Wednesday, October 29, 2008

New Oil Fields

One of the most common responses from someone hearing about the concept of peak oil is to point to some new exciting oil field and say look, we are still finding all this oil! How can oil production have peaked when there is this huge field in Cuba, or this other huge field in Brazil.

The answer to that question can be easily seen by looking at the History of the Prudhoe Bay Oil Field in northern Alaska. This field is the largest ever discovered in the United States, originally containing 25 billion barrels of oil. It is twice the size of the second largest oil field in America, the East Texas Oil Field. What makes this oil field particularly relevant to the question of peak oil is the year it was discovered, 1968. Just two years before the United States hit its peak production. Someone in 1968 could be forgiven for reading the news that huge amounts of oil had just been discovered in Alaska and concluding that American oil production could increase forever.
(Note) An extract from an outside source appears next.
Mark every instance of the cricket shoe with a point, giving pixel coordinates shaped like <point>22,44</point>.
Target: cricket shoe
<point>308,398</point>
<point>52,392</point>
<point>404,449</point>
What happened however was quite different. We hit peak oil in 1970, and production coming online in Alaska in 1977 was just running to try to stay in place. If you notice in the graph from yesterday, U.S. oil production did increase a couple of years after 1970 as a result of this oil field. It did not however prove to be enough to stop the forty year long decline in production we have had. We never again reached 1970 production levels.

There could even be news about finding a new field the size of Ghawar, containing 170 billion barrels of oil in the next few years. At a rate of world consumption of around 20 billion barrels a day it would only delay peak oil a couple of years, and might not even do that.

The only real plausible situation for us not being at world peak would come from middle eastern countries containing a lot more oil than we think. The rest of the world has been pretty well explored, but countries like Saudi Arabia have been so secretive that some hold out hope that there can be enough oil to delay the inevitable. Perhaps they could be proven right, but I am not betting on it. I can't see them sitting idly on such resources all this time.